DIARIO DE UN ESCRITOR

Arán, 29 de enero de 2012



Pasé, como es habitual en mí por otra parte, de un extremo a otro. De ir en bermudas, camiseta corta y sandalias, a abrigarme con forro polar, jersey de mademoiselle Bonnaire, pantalón de pana, dos pares de calcetines, botas y anorak. Traje conmigo la nieve al Valle de Arán. Nevó durante toda mi primera noche después de regresar de La Graciosa, siguió nevando por la mañana sepultando literalmente el pueblo bajo una masa de nieve que transformó, y embelleció, el paisaje de montañas que circunda esta bella población. Durante la noche me despertaban, con metódica periodicidad, las pequeñas avalanchas de la nieve que se iba desprendiendo de los tejados inclinados y caía a la calle.


A la mañana siguiente, mientras los niños del pueblo hacían monigotes o se deslizaban por las laderas a bordo de sus trineos, yo me fui a fotografiar a los caballos. De nuevo me encontraba dentro de un cuadro de Bruegel mientras miraba a mi alrededor el paisaje blanco del invierno. Trataban los animales, sin éxito y algo desorientados, de arrancar alguna brizna de hierba congelada bajo esa espesa capa de nieve que lo cubría todo y me llegaba casi hasta la rodilla; se apretujaban entre ellos para darse calor.
La nieve es hermosa pero te enseña a ser muy precavido con ella. Pisar donde alguien, antes que tú, haya puesto su bota, por ejemplo, para no hundirte más, pero no hacerlo si ves que esa huella ya se ha helado, porque podrías patinar, es algo que hago automáticamente; no caminar nunca pegado a las paredes de las calles sino por el centro de ellas para evitar ser atravesado por uno de esos cuchillos de hielo que se forman cuando la nieve de los tejados se funde o desaparecer bajo una avalancha es otra norma dictada por el sentido común; pisar el suelo con mucho cuidado y estar siempre atento a él: si cruje bajo tus pies puedes andar tranquilo.
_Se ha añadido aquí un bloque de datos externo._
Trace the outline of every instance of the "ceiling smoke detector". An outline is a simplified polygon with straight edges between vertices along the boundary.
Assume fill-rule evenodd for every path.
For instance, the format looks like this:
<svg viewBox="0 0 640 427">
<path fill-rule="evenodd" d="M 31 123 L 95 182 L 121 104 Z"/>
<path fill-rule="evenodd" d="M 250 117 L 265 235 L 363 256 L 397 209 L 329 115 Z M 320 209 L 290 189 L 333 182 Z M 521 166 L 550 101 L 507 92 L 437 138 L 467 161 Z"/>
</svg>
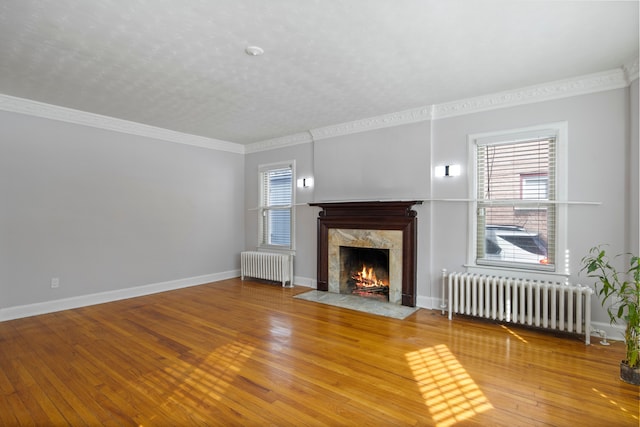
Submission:
<svg viewBox="0 0 640 427">
<path fill-rule="evenodd" d="M 258 46 L 248 46 L 244 51 L 251 56 L 260 56 L 264 53 L 264 49 Z"/>
</svg>

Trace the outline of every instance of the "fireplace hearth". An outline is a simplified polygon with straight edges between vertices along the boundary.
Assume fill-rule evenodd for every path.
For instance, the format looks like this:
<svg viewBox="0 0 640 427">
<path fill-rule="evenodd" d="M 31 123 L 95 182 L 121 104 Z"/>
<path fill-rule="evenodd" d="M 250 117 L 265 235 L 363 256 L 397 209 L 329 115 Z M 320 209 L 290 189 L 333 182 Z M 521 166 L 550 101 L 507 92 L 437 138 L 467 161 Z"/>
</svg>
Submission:
<svg viewBox="0 0 640 427">
<path fill-rule="evenodd" d="M 322 208 L 317 289 L 414 307 L 417 214 L 411 207 L 420 203 L 311 203 Z"/>
</svg>

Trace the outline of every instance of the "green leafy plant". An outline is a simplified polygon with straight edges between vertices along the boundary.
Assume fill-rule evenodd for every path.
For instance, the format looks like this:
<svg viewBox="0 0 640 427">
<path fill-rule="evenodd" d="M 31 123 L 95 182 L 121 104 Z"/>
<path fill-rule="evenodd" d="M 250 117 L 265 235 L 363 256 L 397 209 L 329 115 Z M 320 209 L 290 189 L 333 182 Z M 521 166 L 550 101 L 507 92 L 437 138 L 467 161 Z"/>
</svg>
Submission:
<svg viewBox="0 0 640 427">
<path fill-rule="evenodd" d="M 626 363 L 632 368 L 640 368 L 640 258 L 631 254 L 619 254 L 615 258 L 630 256 L 629 269 L 618 271 L 607 256 L 602 245 L 589 250 L 582 258 L 582 270 L 588 277 L 596 278 L 596 292 L 604 307 L 607 301 L 607 313 L 611 324 L 619 319 L 626 322 L 624 342 Z"/>
</svg>

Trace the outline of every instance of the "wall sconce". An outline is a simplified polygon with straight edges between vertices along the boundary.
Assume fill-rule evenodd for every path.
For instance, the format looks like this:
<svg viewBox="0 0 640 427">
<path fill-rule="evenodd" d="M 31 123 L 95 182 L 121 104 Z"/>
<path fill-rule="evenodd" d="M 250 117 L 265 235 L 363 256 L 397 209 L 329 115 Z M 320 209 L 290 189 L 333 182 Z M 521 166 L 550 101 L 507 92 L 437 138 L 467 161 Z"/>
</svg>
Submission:
<svg viewBox="0 0 640 427">
<path fill-rule="evenodd" d="M 311 188 L 311 187 L 313 187 L 313 178 L 298 179 L 298 188 Z"/>
<path fill-rule="evenodd" d="M 437 177 L 460 176 L 460 165 L 436 166 L 435 174 Z"/>
</svg>

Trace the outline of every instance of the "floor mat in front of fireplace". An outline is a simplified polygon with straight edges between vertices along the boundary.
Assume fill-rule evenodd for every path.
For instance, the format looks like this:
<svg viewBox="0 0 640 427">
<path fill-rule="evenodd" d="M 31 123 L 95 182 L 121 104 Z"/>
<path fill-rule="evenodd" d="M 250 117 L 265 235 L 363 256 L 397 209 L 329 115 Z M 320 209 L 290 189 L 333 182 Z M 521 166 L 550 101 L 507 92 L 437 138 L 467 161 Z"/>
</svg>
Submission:
<svg viewBox="0 0 640 427">
<path fill-rule="evenodd" d="M 336 294 L 324 291 L 309 291 L 303 294 L 298 294 L 294 296 L 294 298 L 401 320 L 415 313 L 419 309 L 419 307 L 407 307 L 404 305 L 390 304 L 388 302 L 376 301 L 355 295 Z"/>
</svg>

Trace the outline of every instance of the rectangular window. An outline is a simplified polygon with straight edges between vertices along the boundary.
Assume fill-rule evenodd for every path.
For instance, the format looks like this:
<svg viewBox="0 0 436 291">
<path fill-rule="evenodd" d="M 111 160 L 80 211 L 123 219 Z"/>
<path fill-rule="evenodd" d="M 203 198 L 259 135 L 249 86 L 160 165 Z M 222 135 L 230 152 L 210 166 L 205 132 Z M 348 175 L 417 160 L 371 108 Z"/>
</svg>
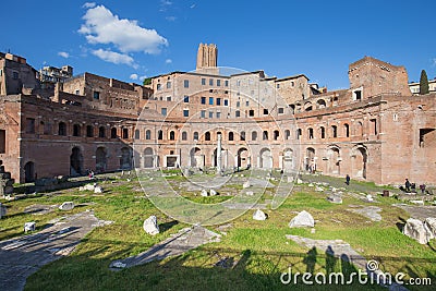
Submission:
<svg viewBox="0 0 436 291">
<path fill-rule="evenodd" d="M 420 129 L 420 147 L 435 147 L 436 146 L 436 131 L 435 129 Z"/>
<path fill-rule="evenodd" d="M 35 119 L 26 118 L 26 133 L 35 133 Z"/>
<path fill-rule="evenodd" d="M 7 131 L 0 130 L 0 154 L 7 153 Z"/>
<path fill-rule="evenodd" d="M 370 121 L 371 121 L 372 134 L 376 135 L 377 134 L 377 120 L 371 119 Z"/>
</svg>

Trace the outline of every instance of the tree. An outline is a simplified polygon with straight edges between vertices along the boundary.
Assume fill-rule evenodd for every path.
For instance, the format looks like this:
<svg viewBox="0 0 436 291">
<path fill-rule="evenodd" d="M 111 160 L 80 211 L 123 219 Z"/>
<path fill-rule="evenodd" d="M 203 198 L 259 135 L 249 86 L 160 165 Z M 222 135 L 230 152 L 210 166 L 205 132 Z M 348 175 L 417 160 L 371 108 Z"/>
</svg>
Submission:
<svg viewBox="0 0 436 291">
<path fill-rule="evenodd" d="M 143 84 L 144 84 L 144 86 L 152 84 L 152 78 L 150 77 L 144 78 L 144 83 Z"/>
<path fill-rule="evenodd" d="M 420 94 L 428 94 L 428 77 L 425 70 L 421 71 L 421 78 L 420 78 Z"/>
</svg>

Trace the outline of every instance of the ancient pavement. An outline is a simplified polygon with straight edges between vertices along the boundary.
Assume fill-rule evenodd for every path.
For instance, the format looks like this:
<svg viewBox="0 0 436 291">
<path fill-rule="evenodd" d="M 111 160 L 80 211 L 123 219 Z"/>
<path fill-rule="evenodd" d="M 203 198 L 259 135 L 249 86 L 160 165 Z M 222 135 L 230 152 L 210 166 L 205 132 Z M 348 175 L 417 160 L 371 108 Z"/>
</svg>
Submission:
<svg viewBox="0 0 436 291">
<path fill-rule="evenodd" d="M 114 260 L 110 264 L 110 268 L 116 270 L 119 268 L 129 268 L 142 265 L 155 259 L 164 259 L 169 256 L 178 256 L 190 250 L 193 250 L 208 242 L 217 242 L 220 234 L 207 230 L 201 226 L 184 228 L 171 238 L 152 246 L 147 251 L 124 259 Z"/>
<path fill-rule="evenodd" d="M 51 221 L 43 231 L 0 242 L 1 290 L 23 290 L 26 278 L 44 265 L 69 255 L 94 228 L 109 223 L 84 211 Z"/>
</svg>

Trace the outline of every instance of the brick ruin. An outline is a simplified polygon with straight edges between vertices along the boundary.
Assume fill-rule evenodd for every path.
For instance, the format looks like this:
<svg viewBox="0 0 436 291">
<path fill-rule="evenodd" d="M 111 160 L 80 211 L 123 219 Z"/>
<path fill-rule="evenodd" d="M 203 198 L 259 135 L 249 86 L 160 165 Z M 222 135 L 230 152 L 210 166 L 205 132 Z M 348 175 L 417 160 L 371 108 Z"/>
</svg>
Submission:
<svg viewBox="0 0 436 291">
<path fill-rule="evenodd" d="M 371 57 L 350 64 L 349 89 L 334 92 L 303 74 L 227 74 L 215 45 L 199 46 L 198 70 L 149 86 L 84 73 L 43 88 L 25 61 L 1 58 L 0 86 L 23 80 L 0 96 L 0 159 L 20 182 L 216 167 L 221 135 L 225 168 L 436 184 L 436 94 L 413 96 L 403 66 Z"/>
</svg>

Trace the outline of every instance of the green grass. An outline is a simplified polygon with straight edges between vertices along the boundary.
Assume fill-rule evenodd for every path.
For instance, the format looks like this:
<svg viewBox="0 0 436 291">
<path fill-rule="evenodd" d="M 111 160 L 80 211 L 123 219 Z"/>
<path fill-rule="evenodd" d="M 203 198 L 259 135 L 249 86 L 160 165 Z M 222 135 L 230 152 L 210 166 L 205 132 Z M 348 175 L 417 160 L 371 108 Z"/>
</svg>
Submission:
<svg viewBox="0 0 436 291">
<path fill-rule="evenodd" d="M 178 171 L 167 171 L 177 173 Z M 172 179 L 175 180 L 172 181 Z M 178 183 L 183 177 L 170 177 L 171 183 Z M 313 179 L 311 177 L 311 179 Z M 180 180 L 182 181 L 182 180 Z M 326 181 L 319 178 L 319 181 Z M 331 184 L 340 184 L 341 179 L 328 178 Z M 167 239 L 170 234 L 186 227 L 178 223 L 155 208 L 144 197 L 136 180 L 117 183 L 102 182 L 104 195 L 92 192 L 78 192 L 77 189 L 64 190 L 49 195 L 34 195 L 26 199 L 3 202 L 8 206 L 8 217 L 0 220 L 0 239 L 5 240 L 23 234 L 26 221 L 36 221 L 40 230 L 50 219 L 65 215 L 57 208 L 47 215 L 23 214 L 25 207 L 33 204 L 60 205 L 73 201 L 78 207 L 68 214 L 94 209 L 99 219 L 114 223 L 96 228 L 88 233 L 76 250 L 68 257 L 46 265 L 27 279 L 26 290 L 313 290 L 314 287 L 284 286 L 280 275 L 292 266 L 293 271 L 304 272 L 311 266 L 313 271 L 326 272 L 349 268 L 344 262 L 326 256 L 324 250 L 316 253 L 286 239 L 286 234 L 296 234 L 317 240 L 343 240 L 367 259 L 377 259 L 384 271 L 407 274 L 411 277 L 432 277 L 436 282 L 436 243 L 420 245 L 403 235 L 399 227 L 409 215 L 391 204 L 393 198 L 377 197 L 383 220 L 368 221 L 367 218 L 348 210 L 350 205 L 365 205 L 364 202 L 349 195 L 343 204 L 327 202 L 326 194 L 314 192 L 312 187 L 301 185 L 286 199 L 277 210 L 266 209 L 268 219 L 255 221 L 254 210 L 226 223 L 227 227 L 209 227 L 222 232 L 221 242 L 206 244 L 178 257 L 153 262 L 121 271 L 109 270 L 113 259 L 125 258 L 146 251 L 152 245 Z M 152 182 L 149 182 L 152 183 Z M 235 185 L 226 185 L 231 190 Z M 371 183 L 353 183 L 350 191 L 379 192 L 384 187 Z M 231 196 L 220 195 L 201 197 L 189 195 L 196 203 L 220 203 Z M 270 198 L 267 191 L 262 198 Z M 81 204 L 86 204 L 81 206 Z M 315 233 L 310 229 L 290 229 L 289 221 L 298 211 L 310 211 L 315 220 Z M 156 215 L 161 233 L 152 237 L 142 230 L 142 223 L 150 215 Z M 233 268 L 219 267 L 216 264 L 223 258 Z M 332 265 L 331 265 L 332 264 Z M 408 287 L 410 290 L 425 288 Z M 378 286 L 328 286 L 315 290 L 386 290 Z M 431 290 L 431 289 L 428 289 Z"/>
</svg>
Escapar del invierno sin una rotura de huesos es fundamental.
Al atardecer la luz, con el subrayado de la nieve, tiene una magia especial, y el fotógrafo que hay en mí va hacia uno de los miradores del pueblo, junto a una diminuta ermita, una pequeña elevación cubierta por nieve virgen que nadie, hasta ese momento, ha pisado. Mi excursión bajo el frío invernal del atardecer tiene su premio fotográfico: una postal navideña del pueblo con la torre de su iglesia románica, iluminada, sobresaliendo con una luminosa pincelada de naranja entre la blancura de los tejados de las casas que la circundan que centra la mirada en esa aguja de piedra después de deleitarse por lo que la rodea. Y con esa imágen, y otras muchas que mi cámara fotográfica ha captado, y dos películas de la Sexta3 vistas al calor de la estufa de leña, Corazones de hierro de Brian de Palma, en la que Sean Penn compone un personaje odioso, y Guerreros, de Daniel Calparsoro, alguna de cuyas más impactantes imágenes se rodaron precisamente en el Valle de Arán, me voy a la cama, bien abrigado, sepultado por dos mantas y con el radiador del dormitorio encendido. Sueño con mis personajes de mi octava vida.

Comentarios

Anónimo ha dicho que…
Realmente a consegido usted unas fotografías magníficas , tanto en La Graciosa , como en su Vall D'Aran.